As used herein, the term “wireless communications standards” includes any type of radio access technology (RAT), including wireless wide area networks (e.g., GSM, EDGE, CDMA, WCDMA (Wideband Code Division Multiple Access), TD-SCDMA (Time Division Synchronous CDMA), HSPA (High Speed Packet Access), UMTS, LTE, GPS, etc.), wireless local area networks (e.g., WMAN or WiFi, etc.), personal area networks (e.g., Bluetooth, NFC, RFID, ZigBee, UWB (Ultra Wide Band), etc.), etc. The range of frequencies covered by each RAT system varies widely, can be specific to a country or region, and in some cases, overlaps across systems.

For example, the GSM digital system currently operates in frequencies between 850 megahertz (MHz) and 1900 MHz. More specifically, the GSM system covers a frequency band around 850 MHz that is known as GSM850 or GSM800 and can include, e.g., 824-849 MHz on the uplink (UL) and 869-894 on the downlink (DL). The GSM system also covers a frequency band around 900 MHz that is known as GSM900 and can include, e.g., 890-915 MHz UL and 935-960 MHz DL. Additionally, the GSM system covers a frequency band around 1800 MHz that is known as GSM1800 and can include, e.g., 1710-1785 MHz UL and 1805-1880 MHz DL. Further, the GSM system covers a frequency band around 1900 MHz that is known as GSM1900 and can include, e.g., 1850-1910 MHz UL and 1930-1990 MHz DL. GSM900 and GSM1800 are used in most parts of the world, including Europe, Middle East, Africa, Australia, Oceania, and most of Asia.
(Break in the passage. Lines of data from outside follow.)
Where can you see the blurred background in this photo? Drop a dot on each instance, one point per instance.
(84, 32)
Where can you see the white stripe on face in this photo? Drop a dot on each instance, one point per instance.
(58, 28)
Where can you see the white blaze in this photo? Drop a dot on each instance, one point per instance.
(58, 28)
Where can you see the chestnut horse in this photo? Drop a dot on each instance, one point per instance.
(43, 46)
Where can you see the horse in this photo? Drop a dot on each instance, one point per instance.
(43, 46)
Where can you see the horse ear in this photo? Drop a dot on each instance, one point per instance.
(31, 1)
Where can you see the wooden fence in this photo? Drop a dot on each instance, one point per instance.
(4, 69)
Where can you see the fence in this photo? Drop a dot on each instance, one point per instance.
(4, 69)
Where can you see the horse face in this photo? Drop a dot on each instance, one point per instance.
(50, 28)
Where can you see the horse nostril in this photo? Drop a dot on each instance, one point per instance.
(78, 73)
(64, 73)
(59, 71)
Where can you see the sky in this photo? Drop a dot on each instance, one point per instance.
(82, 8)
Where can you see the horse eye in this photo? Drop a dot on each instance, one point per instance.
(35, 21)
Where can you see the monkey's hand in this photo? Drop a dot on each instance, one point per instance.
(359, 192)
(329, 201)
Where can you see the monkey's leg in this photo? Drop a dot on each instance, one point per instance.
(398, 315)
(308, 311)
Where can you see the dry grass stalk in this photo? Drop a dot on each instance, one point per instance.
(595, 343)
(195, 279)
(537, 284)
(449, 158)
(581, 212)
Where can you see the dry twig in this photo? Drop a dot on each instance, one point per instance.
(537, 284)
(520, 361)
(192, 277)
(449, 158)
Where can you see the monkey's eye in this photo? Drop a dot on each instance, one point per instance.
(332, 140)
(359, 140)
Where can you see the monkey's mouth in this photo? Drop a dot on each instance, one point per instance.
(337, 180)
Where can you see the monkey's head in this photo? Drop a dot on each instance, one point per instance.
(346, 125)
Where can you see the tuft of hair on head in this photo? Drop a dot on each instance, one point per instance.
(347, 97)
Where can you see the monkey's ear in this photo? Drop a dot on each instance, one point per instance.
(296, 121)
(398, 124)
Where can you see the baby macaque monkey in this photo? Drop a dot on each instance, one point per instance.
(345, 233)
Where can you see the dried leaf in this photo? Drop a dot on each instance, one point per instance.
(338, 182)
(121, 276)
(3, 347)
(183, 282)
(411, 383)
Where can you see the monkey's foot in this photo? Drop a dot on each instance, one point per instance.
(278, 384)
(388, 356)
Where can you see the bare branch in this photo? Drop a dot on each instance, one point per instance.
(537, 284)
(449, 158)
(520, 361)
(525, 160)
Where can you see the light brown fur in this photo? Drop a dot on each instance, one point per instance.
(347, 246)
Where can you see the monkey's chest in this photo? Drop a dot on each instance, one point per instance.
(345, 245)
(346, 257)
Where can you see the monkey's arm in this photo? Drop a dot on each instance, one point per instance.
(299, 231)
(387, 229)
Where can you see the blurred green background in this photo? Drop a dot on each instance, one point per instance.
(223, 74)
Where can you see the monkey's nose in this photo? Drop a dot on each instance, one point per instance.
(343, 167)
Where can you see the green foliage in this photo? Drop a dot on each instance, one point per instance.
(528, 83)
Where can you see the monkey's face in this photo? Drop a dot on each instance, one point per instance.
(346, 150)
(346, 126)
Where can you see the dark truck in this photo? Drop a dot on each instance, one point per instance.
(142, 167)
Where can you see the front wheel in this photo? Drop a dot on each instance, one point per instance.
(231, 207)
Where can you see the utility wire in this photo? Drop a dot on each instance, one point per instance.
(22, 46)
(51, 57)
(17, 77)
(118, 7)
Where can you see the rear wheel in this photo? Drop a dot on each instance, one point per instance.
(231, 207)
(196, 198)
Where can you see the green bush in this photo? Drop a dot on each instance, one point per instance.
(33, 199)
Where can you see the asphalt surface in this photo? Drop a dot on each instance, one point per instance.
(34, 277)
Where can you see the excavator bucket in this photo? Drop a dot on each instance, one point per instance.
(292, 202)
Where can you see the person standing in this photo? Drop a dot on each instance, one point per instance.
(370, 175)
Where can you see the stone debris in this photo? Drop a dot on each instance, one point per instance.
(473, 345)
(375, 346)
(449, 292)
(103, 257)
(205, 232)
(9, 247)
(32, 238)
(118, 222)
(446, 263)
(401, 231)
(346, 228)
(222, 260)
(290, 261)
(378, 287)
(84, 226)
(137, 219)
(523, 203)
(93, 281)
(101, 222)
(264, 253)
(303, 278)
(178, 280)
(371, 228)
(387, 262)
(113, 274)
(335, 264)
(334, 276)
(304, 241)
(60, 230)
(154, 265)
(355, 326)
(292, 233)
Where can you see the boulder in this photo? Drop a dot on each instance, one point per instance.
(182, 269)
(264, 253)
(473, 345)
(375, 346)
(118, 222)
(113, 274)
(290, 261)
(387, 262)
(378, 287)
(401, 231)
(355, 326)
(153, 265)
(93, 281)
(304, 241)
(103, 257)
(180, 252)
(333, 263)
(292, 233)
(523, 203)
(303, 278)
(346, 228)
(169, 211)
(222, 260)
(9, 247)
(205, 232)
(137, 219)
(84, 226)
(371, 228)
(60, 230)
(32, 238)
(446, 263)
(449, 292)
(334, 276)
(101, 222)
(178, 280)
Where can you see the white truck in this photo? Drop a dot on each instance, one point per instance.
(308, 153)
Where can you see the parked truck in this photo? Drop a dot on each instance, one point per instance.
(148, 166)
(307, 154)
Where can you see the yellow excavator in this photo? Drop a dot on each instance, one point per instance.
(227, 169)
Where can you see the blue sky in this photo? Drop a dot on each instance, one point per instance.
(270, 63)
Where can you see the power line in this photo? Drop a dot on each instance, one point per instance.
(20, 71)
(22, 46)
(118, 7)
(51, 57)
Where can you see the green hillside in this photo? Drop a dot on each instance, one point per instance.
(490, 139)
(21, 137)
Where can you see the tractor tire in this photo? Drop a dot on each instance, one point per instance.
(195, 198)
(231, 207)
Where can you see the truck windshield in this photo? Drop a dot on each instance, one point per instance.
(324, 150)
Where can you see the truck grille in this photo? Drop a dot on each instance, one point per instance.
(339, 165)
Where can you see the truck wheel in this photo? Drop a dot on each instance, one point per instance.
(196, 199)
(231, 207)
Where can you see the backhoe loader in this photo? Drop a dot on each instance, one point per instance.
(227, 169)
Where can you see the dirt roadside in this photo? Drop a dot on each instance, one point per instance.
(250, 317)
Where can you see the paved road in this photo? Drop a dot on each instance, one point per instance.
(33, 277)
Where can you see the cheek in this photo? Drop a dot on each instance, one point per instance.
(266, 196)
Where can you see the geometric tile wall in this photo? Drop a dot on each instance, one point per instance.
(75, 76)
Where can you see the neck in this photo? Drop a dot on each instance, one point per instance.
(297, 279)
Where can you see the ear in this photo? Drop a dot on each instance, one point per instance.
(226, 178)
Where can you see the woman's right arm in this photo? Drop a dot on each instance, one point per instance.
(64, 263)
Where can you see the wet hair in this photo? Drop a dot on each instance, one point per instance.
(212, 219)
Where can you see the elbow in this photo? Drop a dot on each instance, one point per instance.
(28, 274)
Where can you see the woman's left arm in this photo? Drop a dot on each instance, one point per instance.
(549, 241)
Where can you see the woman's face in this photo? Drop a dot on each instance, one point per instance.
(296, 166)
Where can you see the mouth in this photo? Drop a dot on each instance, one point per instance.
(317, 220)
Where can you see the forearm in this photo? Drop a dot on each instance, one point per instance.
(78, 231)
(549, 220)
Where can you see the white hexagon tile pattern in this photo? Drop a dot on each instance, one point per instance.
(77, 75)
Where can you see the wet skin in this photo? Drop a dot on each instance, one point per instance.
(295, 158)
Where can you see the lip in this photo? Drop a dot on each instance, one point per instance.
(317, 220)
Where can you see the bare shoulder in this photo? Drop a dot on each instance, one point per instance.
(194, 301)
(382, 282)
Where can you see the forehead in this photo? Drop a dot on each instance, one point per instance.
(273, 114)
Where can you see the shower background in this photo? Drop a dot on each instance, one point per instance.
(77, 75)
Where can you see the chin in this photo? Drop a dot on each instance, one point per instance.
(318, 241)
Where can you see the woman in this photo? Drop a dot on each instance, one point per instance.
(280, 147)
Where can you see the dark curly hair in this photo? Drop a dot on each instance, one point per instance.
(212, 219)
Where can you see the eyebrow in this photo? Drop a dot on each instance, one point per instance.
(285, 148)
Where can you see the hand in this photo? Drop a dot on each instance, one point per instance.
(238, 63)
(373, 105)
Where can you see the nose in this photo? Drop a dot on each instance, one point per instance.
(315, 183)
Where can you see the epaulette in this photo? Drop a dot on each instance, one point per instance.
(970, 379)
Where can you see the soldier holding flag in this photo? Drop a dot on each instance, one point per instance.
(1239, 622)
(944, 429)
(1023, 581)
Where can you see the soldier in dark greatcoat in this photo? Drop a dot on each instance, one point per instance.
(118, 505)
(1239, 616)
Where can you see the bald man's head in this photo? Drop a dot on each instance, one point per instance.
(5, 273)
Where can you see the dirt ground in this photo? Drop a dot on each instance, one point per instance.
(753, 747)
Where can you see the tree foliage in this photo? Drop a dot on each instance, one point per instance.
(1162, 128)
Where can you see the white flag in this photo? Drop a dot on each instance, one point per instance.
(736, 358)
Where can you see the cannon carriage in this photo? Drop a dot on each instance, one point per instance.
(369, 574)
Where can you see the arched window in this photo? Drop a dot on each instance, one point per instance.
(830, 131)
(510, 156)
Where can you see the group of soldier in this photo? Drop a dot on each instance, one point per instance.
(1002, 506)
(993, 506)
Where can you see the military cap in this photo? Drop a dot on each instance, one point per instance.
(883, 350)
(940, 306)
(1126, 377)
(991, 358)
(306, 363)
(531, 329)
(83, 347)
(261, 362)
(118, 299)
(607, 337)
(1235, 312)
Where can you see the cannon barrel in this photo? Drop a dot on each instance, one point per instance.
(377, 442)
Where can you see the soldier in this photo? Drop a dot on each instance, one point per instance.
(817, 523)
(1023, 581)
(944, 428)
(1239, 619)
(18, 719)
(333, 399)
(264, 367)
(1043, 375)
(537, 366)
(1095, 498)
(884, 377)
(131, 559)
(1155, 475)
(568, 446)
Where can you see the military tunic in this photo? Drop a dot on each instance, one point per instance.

Different countries within South and Central America use different combinations of the GSM bands. GSM 850 and GSM 1900 are used in Canada and the United States. The GSM system includes other, less commonly used frequency bands that are not listed herein for the sake of brevity. EDGE adds a packet-data infrastructure to GSM and is fully backwards-compatible with the older GSM network. Thus, EDGE can operate within the existing GSM frequency bands.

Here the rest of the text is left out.